マンション暮らしで一番怖いのは、やはり、平穏な暮らしを突如襲う「地震」でしょう。
他県での大きな地震発生のニュースを聞くたびに、もし、自分の町にも大地震がきたら、果たして自分のマンションは、大丈夫だろうか?いったい、どれほどの被害をうけるのだろうか?などと不安にかられる方も多いと思います。ご存知だとは思いますが、震源地での地震エネルギーの大きさ(マグニチュード)と実際の自分の居住地域で感ずる地震の大きさ(震度)とでは、震源地からの距離や地盤硬軟・地形によって、大分差がでます。また、マンションなどの高低差のある建物では、当然上階にいくほど固有周期(地震振幅)が、大きくなります。ですから、地盤の柔らかい地域の高層階(制振・免震装置がない場合)では、近接地域の地盤のいい地上部と比べると、たとえば、同じ震度4の地震でも、体感的には、かなりの揺れの大きさの差があることになります。
今、マンションの耐震性で問題視されているのは、1981年(昭和56年)6月1日以前の着工(建築確認日)の建物です。これは、1978年の宮城県沖地震(M7.0)の被害を鑑み、1981年6月1日に施行された新・耐震設計法の導入(建基法施行令改正)以前の建物に、あの阪神大震災での被害が甚大だったことに起因しています。
旧耐震基準で建てられた分譲マンションのストック数は、およそ100万戸(全体の4分1)にも上るといわれています。そして、その中でも特に、旧耐震基準で建てられた中層以上のラーメン構造の桁行方向(建物の長辺部分)や、一階部分のピロティ部分の耐震強度が危惧されています。
※梁間方向の強度は、通常耐震壁の面積が大きいので安全性が高い。
その他の壁式構造やPCa(事前製作部材使用)工法などの建物については、比較的耐震性の高さが認められています。
しかし、今あなたのお住まいのマンションが、いつ着工したか?どんな構造工法かは、ほとんどの方がご存知ないかもしれません。この際、ご自分のマンションの安全性を確かめる上でも、管理組合や管理会社などに、それらをぜひ確認してみて下さい。

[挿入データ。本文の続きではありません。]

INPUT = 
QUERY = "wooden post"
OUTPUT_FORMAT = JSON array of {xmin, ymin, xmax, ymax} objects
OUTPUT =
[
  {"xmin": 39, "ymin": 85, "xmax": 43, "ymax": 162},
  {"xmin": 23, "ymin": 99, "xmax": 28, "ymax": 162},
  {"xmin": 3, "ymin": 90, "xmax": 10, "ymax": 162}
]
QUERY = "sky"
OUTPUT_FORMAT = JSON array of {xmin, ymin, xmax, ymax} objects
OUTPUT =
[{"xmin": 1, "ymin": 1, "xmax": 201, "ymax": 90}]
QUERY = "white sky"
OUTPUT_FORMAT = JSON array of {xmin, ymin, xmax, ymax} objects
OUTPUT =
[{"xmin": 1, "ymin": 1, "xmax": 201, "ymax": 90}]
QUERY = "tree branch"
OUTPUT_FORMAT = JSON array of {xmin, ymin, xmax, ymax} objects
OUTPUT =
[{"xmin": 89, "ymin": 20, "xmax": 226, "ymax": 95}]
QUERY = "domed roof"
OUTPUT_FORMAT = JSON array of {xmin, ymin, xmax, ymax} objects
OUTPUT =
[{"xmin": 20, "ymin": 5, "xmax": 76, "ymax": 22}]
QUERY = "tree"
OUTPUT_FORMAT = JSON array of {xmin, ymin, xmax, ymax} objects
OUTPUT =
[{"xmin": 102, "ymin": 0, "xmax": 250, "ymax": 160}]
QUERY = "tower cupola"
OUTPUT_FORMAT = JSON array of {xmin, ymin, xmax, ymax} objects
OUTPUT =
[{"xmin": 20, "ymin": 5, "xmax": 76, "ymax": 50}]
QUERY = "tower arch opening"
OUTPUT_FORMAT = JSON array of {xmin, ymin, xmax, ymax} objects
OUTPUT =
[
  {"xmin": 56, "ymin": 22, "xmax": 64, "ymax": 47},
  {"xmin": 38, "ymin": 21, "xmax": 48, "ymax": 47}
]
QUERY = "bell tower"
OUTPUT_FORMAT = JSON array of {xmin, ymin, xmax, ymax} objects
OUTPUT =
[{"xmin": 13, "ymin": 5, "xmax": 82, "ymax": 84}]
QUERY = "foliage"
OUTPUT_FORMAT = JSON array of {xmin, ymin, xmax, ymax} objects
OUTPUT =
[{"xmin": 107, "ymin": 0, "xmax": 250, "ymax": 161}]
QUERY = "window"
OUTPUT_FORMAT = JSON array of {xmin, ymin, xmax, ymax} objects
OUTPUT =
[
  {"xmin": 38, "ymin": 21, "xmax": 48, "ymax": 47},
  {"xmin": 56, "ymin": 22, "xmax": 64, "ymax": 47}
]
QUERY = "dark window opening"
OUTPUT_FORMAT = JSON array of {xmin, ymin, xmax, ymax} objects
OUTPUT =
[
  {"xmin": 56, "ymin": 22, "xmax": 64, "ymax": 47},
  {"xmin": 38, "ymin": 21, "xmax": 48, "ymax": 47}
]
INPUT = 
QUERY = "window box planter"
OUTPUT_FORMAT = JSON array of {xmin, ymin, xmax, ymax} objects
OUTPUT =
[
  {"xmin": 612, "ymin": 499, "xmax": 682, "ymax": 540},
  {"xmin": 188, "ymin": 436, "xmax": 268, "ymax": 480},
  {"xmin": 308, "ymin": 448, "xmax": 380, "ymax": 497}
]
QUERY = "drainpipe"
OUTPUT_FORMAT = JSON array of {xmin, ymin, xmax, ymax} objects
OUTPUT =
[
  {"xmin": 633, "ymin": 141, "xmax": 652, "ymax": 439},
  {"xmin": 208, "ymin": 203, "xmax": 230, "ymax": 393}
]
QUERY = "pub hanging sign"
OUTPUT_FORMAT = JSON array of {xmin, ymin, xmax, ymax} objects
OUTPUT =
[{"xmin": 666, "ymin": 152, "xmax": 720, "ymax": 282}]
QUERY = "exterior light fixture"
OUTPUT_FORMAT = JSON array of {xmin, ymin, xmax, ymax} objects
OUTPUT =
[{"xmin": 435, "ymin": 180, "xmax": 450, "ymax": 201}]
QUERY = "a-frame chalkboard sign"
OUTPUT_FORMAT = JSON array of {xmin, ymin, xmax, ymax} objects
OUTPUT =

以下に、新耐震基準設計のマンションも含めて、築10年以上で中層以上のラーメン構造のマンションを前提に、居住者ができる「大地震後の目視による建物チェック」について総括してみますので、参考にして下さい。
【1】柱・梁部のチェック
※柱は、上下の端部、梁は、左右の端部と中央部下部付近にひび(室内では、クロスに浮きヤブレ)はないか。
【2】玄関ドアのチェック
※開閉がスムーズか、外部から見てドア枠周辺にひびや塗装の浮きはないか。
【3】掃き出し窓のチェック
※開閉がスムーズか、クレセントがスムーズに開閉できるか。
※外部から見て、サッシ枠周辺にひびや塗装の浮きはないか。
【4】バルコニー上げ裏(天井部分)のチェック
※外壁接続部付近にひびや塗装の浮きはないか。
※しばらくして、雨漏りが起きていないか。
【5】共用廊下側の窓部のチェック
※窓の開閉がスムーズか。
※廊下側から見て、窓枠回りにひびや塗装の浮きはないか。
【6】貯湯式給湯器のチェック
【7】高架水槽のチェック
*きっちり固定されているか、固定部にガタツキや傾きなどがないか。
【8】外部鉄骨階段のチェック
※建物と階段の接合部にガタツキやズレ等がないか。
※昇降時、揺れを感じないか。
【9】ピロティ部(壁のない柱だけの空間)のチェック
※柱の上下の端部にひびや塗装の浮きがないか。
※梁は、左右の端部と中央部下部付近にひびや塗装の浮きはないか。
【10】エキスパンションジョイント(建物の連結部分)のチェック
※連結用カバー(床部)に段差やズレなどができていないか。
以上の内、一つでも、該当するような部位があれば、管理会社の技術者などに点検を依頼して下さい。(念のため、有料か無料かを確認して下さい)
尚、旧耐震基準で建てられた中層以上のラーメン構造のマンションで、耐震診断の検討をまだされていないようであれば、早めに検討されることをお勧めします。